La maladie est-elle grave ?
Cela dépend du taux de facteur de coagulation qui manque.
En
général, les hémorragies externes sont assez rares et peuvent être
maîtrisées par compression locale. En revanche, les hémorragies
internes (dans les articulations ou les muscles) sont plus fréquentes :
elles peuvent être causées par des traumatismes ou apparaître de façon
spontanée, sans raison apparente. La répétition d’hémorragies mal
soignées peut provoquer des séquelles invalidantes, en particulier au
niveau des articulations (genoux, chevilles, coudes). L’implantation de
prothèses s’avère alors nécessaire.
Combien de français sont atteints d'hémophilie ?
5
000, la moitié souffrant de la forme la plus sévère. Mais en prenant en
compte les cas les plus graves de la maladie de Willebrand, très proche
de l'hémophilie, ce sont 15 000 personnes qui sont affectées par une
coagulation défaillante.
Comment la maladie se transmet-elle ?
L'hémophilie
est une maladie qui se transmet héréditairement par les gènes et qui
est liée au sexe. En effet, les gènes des facteurs de coagulation sont
situés sur l'un des chromosomes qui détermine le sexe, le chromosome X.

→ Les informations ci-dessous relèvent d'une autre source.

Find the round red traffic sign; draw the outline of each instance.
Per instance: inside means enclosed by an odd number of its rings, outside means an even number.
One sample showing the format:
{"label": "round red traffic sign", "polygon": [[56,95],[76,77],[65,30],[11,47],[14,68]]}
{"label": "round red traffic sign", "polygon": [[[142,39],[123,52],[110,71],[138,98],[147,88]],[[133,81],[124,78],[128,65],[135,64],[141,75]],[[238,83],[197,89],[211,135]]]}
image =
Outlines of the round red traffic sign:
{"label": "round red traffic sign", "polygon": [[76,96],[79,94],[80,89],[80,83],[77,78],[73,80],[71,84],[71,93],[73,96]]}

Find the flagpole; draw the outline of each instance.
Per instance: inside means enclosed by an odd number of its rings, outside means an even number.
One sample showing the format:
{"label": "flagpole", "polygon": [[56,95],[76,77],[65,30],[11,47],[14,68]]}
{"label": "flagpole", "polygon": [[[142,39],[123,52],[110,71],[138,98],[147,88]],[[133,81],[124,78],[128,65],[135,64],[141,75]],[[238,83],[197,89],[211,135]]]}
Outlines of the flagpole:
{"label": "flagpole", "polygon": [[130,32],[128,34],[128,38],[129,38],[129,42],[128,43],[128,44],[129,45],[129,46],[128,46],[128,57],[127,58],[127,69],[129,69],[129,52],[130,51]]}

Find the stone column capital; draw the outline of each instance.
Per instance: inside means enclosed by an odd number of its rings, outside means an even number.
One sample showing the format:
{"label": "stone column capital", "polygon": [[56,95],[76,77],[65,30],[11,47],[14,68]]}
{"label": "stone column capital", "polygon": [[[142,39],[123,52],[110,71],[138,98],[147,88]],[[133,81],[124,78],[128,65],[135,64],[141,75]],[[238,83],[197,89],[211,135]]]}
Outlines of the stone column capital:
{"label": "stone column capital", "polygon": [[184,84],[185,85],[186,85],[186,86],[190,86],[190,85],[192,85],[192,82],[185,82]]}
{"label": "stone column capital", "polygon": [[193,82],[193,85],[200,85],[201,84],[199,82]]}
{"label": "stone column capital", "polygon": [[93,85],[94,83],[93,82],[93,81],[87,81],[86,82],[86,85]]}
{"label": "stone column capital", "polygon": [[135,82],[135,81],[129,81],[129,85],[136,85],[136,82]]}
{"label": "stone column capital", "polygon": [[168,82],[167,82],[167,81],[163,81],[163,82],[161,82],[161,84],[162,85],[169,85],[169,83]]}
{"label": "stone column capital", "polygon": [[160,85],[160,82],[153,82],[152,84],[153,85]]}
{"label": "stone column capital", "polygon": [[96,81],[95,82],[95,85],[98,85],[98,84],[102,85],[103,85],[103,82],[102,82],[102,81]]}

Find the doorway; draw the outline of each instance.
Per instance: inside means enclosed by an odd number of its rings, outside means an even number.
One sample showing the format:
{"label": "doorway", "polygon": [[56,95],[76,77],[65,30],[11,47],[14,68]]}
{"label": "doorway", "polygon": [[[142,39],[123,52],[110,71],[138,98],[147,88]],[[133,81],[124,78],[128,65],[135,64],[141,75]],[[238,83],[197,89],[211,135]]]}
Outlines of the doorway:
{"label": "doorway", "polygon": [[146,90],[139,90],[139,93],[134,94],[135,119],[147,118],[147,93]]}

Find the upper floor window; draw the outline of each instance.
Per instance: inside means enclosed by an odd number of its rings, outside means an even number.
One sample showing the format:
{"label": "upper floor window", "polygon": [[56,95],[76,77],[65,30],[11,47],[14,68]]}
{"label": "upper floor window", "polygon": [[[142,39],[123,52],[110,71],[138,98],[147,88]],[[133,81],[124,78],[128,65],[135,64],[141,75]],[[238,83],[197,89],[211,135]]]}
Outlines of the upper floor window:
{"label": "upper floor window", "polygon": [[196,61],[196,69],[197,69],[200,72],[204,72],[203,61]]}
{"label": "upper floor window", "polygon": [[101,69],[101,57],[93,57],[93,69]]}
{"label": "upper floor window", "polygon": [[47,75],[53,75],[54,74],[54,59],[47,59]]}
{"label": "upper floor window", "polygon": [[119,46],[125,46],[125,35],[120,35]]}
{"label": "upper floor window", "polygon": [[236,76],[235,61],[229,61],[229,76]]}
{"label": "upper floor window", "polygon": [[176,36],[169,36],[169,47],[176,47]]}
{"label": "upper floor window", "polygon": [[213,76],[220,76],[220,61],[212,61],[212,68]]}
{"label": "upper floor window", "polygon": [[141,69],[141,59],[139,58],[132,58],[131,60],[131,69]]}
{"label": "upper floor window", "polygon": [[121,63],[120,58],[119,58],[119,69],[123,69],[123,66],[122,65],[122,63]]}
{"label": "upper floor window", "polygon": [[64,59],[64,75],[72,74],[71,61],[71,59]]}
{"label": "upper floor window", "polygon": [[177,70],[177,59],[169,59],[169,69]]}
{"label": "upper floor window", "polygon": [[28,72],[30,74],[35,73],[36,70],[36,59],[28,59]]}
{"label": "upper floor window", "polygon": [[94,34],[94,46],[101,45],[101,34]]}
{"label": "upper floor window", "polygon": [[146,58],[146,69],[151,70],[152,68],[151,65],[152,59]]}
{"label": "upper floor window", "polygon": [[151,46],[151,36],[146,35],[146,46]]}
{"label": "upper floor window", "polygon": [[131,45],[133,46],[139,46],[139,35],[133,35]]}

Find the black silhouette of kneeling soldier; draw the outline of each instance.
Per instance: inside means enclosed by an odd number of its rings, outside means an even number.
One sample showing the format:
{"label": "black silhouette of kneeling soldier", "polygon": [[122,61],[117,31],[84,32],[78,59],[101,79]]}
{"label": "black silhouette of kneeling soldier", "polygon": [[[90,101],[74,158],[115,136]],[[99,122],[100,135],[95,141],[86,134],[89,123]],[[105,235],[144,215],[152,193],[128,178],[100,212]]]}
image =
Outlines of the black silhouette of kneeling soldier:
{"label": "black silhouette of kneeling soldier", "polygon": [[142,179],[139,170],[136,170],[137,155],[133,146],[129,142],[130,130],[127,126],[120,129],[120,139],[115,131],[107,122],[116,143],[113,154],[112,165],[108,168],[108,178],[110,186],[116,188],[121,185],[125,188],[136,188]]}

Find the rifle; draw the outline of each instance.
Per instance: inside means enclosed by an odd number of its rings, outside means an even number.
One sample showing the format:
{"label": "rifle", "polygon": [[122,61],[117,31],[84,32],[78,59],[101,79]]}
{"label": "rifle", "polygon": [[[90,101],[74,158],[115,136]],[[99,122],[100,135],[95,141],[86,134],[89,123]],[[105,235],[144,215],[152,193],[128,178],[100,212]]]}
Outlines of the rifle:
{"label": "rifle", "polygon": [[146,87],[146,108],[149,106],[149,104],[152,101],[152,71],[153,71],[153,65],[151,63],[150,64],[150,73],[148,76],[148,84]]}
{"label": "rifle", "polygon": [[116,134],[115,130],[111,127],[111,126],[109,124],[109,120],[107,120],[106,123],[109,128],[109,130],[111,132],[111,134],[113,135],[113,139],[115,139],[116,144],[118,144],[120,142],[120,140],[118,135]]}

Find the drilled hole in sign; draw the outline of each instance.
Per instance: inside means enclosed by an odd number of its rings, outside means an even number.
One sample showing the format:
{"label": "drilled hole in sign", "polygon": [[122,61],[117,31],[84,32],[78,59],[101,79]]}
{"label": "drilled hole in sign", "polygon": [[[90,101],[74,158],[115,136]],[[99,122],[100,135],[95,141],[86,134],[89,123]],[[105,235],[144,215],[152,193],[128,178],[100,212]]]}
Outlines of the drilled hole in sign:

Ce sont donc les hommes -qui n'ont qu'un chromosome X- qui sont les
plus concernés. Car chez la femme -qui a deux chromosomes X-, le
chromosome sain vient compenser les effets du chromosome où se trouve
le gène déficient. La femme porte donc le gène de la maladie sans être
malade : elle est " conductrice " de la maladie. Il y a quand même des
cas -extrêmement rares- de femmes hémophiles, le gène de l'hémophilie
pouvant être présent sur les deux chromosomes X.
L’hémophilie
peut également résulter d’une mutation génétique (pratiquement 1 cas
sur 3). Ainsi, même s’il n’y a pas d’antécédents connus dans la
famille, la maladie peut être transmise aux générations futures.
Peut-on guérir de l'hémophilie ?
Les
traitements actuels permettent d'obtenir une activité coagulante
suffisante pour arrêter, voire prévenir les hémorragies mais pas encore
de guérir de la maladie. Quelle que soit sa sévérité, celle-ci reste
donc identique tout au long de la vie des malades.
Cependant,
dans les pays développés où les patients sont correctement soignés, la
plupart des adultes hémophiles ont une vie active et les enfants qui en
sont atteints mènent une vie pratiquement identique à celle de leurs
camarades, le sport leur étant –sous certaines conditions- conseillé.
Il peut, en effet, être un moyen de prévention des traumatismes et des
hémorragies articulaires, les muscles et la souplesse se renforçant
avec la pratique d’une activité physique.